L’occasion pour le Premier ministre d’insister sur le "profond attachement" du Luxembourg au projet d’intégration européenne. Un attachement également souligné par le président du Parlement européen, Martin Schulz, qui considère le Luxembourg comme "un des piliers de l’intégration européenne", voire son "incarnation", du fait notamment de sa disponibilité à conclure des compromis sans lesquels l’Europe ne pourrait progresser, ainsi qu’il l’a expliqué à la presse à l’issue de la séance.

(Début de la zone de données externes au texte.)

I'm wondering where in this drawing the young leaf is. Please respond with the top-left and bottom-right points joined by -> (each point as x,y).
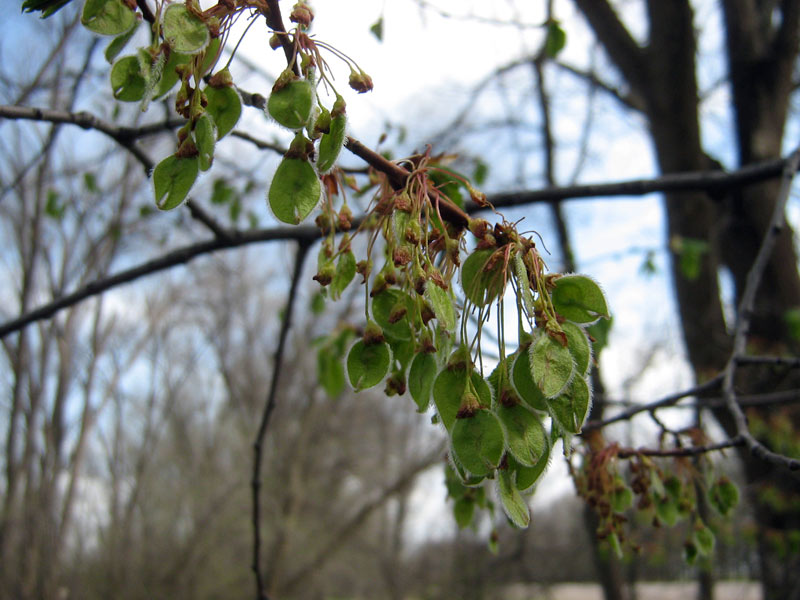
470,371 -> 492,408
347,340 -> 392,392
433,366 -> 469,431
550,275 -> 609,323
204,86 -> 242,140
372,289 -> 414,340
153,50 -> 191,99
425,283 -> 456,331
547,377 -> 591,433
328,250 -> 356,300
105,23 -> 138,63
317,344 -> 345,398
153,155 -> 199,210
81,0 -> 136,35
511,350 -> 547,411
317,113 -> 347,173
268,158 -> 322,225
497,469 -> 531,529
408,352 -> 436,412
193,113 -> 217,171
452,410 -> 505,476
708,477 -> 739,517
561,321 -> 592,375
530,335 -> 574,398
610,477 -> 633,513
495,404 -> 547,467
161,4 -> 211,54
544,19 -> 567,58
692,521 -> 714,556
111,56 -> 147,102
461,249 -> 504,306
267,79 -> 314,130
508,442 -> 550,492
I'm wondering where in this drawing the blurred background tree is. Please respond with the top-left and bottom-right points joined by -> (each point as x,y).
0,0 -> 800,599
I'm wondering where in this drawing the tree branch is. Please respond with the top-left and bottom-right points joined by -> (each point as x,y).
250,241 -> 311,600
617,437 -> 744,458
0,154 -> 787,342
573,0 -> 647,90
722,148 -> 800,472
0,105 -> 229,238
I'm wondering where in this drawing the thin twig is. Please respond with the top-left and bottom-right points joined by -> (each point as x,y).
722,148 -> 800,471
250,241 -> 311,600
0,106 -> 230,238
617,437 -> 745,458
0,152 -> 800,340
583,375 -> 722,433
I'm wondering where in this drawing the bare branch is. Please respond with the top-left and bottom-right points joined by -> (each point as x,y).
0,152 -> 786,340
722,148 -> 800,471
0,105 -> 229,238
617,437 -> 745,458
250,241 -> 311,600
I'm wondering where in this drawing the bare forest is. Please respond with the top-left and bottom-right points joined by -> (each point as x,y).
0,0 -> 800,600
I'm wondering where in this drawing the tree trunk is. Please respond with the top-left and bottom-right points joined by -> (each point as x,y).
574,0 -> 800,600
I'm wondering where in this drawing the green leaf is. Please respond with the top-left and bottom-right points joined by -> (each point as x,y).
105,23 -> 139,63
347,340 -> 392,392
461,249 -> 505,306
22,0 -> 72,19
550,275 -> 610,323
153,50 -> 191,99
708,477 -> 739,517
530,335 -> 574,398
547,377 -> 591,434
81,0 -> 136,35
317,113 -> 347,173
161,4 -> 211,54
268,158 -> 322,225
511,349 -> 547,411
610,477 -> 633,513
606,531 -> 622,560
44,190 -> 67,221
204,86 -> 242,140
153,155 -> 199,210
192,113 -> 217,171
497,470 -> 531,529
317,345 -> 345,398
470,371 -> 492,408
453,496 -> 475,529
408,352 -> 436,412
433,367 -> 469,431
267,79 -> 314,130
508,442 -> 550,492
495,404 -> 547,467
211,177 -> 236,205
328,249 -> 356,300
111,56 -> 147,102
452,410 -> 505,476
425,283 -> 456,331
561,321 -> 592,375
544,19 -> 567,58
654,495 -> 680,527
369,17 -> 383,42
692,521 -> 714,556
372,288 -> 414,340
586,317 -> 614,356
683,540 -> 699,566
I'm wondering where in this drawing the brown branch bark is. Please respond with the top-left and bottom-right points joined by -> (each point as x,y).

"Nous ferons tout pour mettre en place une coopération sincère et efficace avec le Parlement européen, coopération basée sur le pragmatisme et le bon sens", a assuré Xavier Bettel aux eurodéputés avant de décliner les sept axes autour desquels s’articulent les priorités de la Présidence luxembourgeoise, à savoir :
- Libérer l’investissement pour la croissance et l’emploi
- Approfondir la dimension sociale européenne
- Gérer la migration, allier libertés, justice et sécurité
- Rendre sa dynamique au marché intérieur en misant sur le numérique
- Inscrire la compétitivité européenne dans un cadre global et transparent
- Promouvoir une démarche de développement durable
- Renforcer la présence de l’Union européenne dans le monde
"Les défis auxquels nous sommes confrontés sont sérieux", indique Xavier Bettel
"Cette Présidence ne sera pas une présidence de routine pour le Luxembourg", a souligné Xavier Bettel devant les eurodéputés. "Les circonstances ne sont pas favorables", estime-t-il en effet à un moment qu’il juge "critique pour l’Union".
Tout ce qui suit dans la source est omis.